Pelosi Remarks at St. Patrick’s Day Luncheon
Washington, D.C. — Speaker Nancy Pelosi hosted President Barack Obama and Prime Minister (Taoiseach) Brian Cowen of Ireland at the annual congressional St. Patrick’s Day Luncheon in the Capitol. Below are the Speaker’s remarks:
“My colleagues, earlier we had the opportunity to welcome the President of the United States and the Taoiseach to this St. Patrick’s Day lunch. My colleagues and Members of the United States Senate who are present, let us now extend a warm welcome to the visiting delegations from Ireland and from Northern Ireland. Thank you all for being with us. We are honored by your presence.
“Today, we celebrate the life of a saint — Saint Patrick — who had been exiled from Ireland. And when he travelled back, he travelled throughout the island, bringing prayers, faith and good works. Ireland is indeed blessed by St. Patrick.
“Centuries later, the Irish had a journey of their own, many of them to America, where they brought the exuberance of the Irish spirit, hopes and optimism for a better future, dreams for their children, to our country.
“Over 40 million Americans claim Irish heritage, many of them in this room. And America has truly been blessed by that contribution.
“Today, on behalf of the Congress of the United States, we are all honored to welcome the Taoiseach to the Capitol of the United States. The Taoiseach is here with his wife, Mary, and we want to give a special welcome to Mary Cowen. While this is the first Congressional St. Patrick’s Day lunch for the Taoiseach, his leadership in Ireland has enjoyed a long history.
“As a very young man, he succeeded his father as Dáil, and he would rise to serve as Foreign Minister and later Finance Minister before succeeding Bertie Ahern as Taoiseach last May. We are honored that he is with us today.

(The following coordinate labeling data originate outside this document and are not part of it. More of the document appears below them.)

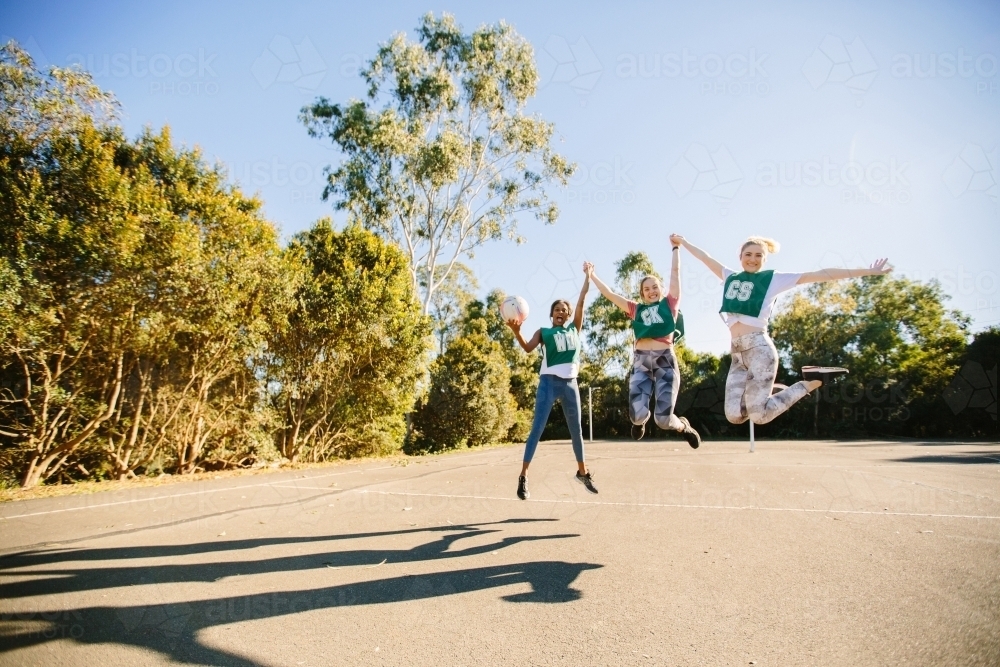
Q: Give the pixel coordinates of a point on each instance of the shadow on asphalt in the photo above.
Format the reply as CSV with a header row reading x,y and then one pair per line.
x,y
171,629
56,580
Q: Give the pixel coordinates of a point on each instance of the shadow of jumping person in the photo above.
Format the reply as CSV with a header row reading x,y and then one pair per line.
x,y
172,629
50,581
30,557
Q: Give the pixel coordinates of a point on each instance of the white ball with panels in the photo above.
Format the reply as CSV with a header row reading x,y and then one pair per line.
x,y
514,308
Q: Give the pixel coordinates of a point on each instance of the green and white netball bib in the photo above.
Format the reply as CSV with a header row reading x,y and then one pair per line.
x,y
562,345
653,320
743,293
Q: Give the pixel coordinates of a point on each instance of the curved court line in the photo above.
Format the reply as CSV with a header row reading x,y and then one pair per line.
x,y
192,493
680,506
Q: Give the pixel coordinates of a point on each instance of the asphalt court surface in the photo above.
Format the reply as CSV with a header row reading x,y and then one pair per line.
x,y
802,553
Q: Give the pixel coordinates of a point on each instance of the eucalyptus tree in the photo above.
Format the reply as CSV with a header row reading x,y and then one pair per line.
x,y
345,365
441,157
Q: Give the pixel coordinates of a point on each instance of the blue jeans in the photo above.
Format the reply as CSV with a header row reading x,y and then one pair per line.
x,y
551,388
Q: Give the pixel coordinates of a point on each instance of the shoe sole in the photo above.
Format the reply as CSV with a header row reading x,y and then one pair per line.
x,y
695,442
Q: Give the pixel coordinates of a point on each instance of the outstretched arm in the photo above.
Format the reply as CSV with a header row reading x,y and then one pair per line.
x,y
879,267
578,313
675,270
526,345
616,299
713,265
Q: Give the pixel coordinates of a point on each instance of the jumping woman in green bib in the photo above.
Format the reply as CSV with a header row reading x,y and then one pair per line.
x,y
747,299
655,324
560,345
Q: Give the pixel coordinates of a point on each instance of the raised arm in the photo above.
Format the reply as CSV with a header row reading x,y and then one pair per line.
x,y
713,265
675,270
879,267
578,313
616,299
526,345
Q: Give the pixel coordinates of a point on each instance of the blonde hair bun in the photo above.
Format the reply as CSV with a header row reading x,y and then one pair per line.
x,y
769,245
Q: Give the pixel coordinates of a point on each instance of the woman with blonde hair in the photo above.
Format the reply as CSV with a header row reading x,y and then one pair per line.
x,y
654,322
747,300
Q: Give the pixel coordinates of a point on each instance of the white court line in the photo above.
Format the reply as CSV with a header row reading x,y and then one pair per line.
x,y
700,507
192,493
787,465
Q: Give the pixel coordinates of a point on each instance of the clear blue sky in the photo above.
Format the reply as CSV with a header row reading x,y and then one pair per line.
x,y
847,131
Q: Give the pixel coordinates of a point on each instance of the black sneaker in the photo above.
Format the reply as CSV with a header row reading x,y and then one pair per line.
x,y
689,434
822,373
587,481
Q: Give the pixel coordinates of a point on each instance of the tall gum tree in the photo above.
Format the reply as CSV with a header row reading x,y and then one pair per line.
x,y
441,157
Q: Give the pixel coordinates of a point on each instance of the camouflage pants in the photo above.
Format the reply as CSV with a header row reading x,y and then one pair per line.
x,y
654,371
751,380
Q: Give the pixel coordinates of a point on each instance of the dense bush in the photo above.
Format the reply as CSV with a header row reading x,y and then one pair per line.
x,y
469,401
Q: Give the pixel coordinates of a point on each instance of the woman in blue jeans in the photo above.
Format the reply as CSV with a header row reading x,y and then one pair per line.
x,y
560,345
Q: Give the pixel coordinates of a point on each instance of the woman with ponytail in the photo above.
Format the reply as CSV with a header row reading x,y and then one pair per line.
x,y
747,299
656,324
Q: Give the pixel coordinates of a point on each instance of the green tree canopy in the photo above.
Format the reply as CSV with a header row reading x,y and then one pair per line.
x,y
441,158
469,401
348,361
900,342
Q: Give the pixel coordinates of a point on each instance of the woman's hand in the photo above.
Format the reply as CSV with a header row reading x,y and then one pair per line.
x,y
880,267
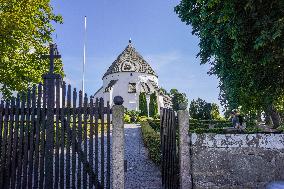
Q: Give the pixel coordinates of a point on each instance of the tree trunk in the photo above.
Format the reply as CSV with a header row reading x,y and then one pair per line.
x,y
275,117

“It is a great honor to be hosting this Congressional St. Patrick’s Day Luncheon, and it has a proud tradition. As I know the President knows, and many of you who have come over the years know, it began with Speaker Tip O’Neill and President Ronald Reagan celebrating St. Patrick’s Day here in the Capitol.
“And here we are today, not too long after that and we have an Italian American woman Speaker and we have a multi-hyphenated Irish African-American as President of the United States.
“So here we are, celebrating a heritage, strengthening a bond, and enjoying each other’s company on the feast of St. Patrick.
“Now, I can’t claim Irish heritage as the President can, and as so many of you can. But I have Irish grandchildren: Sean, Liam and Ryan. And when they visited their grandfather in Ireland this year they were told in the Irish pubs, it’s ‘O’Bama.’
“I was just in Italy myself we were claiming a vowel at the end, Obam-a, in Italy.
“One great son of Ireland who isn’t with us today — but I know we will all want to send our best wishes to — is Senator Ted Kennedy. His work as a lion in the Senate with an unsurpassed record of leadership to our country. His family is one of Ireland’s proudest boasts in America. Patrick, please give your father our best regards.
“I told you about my Irish grandchildren, and those of you who’ve been here before since I became Speaker know that I like to extend their Irish blessing to all of you. I thought it was a special Kenneally family blessing, treasured by them and shared only with their closest friends — until I went to Shannon Airport and saw it plastered all over the walls.
“And he says this:
‘Dance as though no one is watching
Love as though you have never loved before.
Sing as though no one can hear you.
Live as though heaven is on earth.’
“And I think all of us in America and Ireland can live as if heaven is on earth in our two great countries. And this great legacy from Ireland to America with more than 40 million claiming heritage forms a bond that brings us together, and our futures we will always be intertwined as we go forward.
“And now it is a great pleasure for me to introduce the President of the United States, Barack Obama.”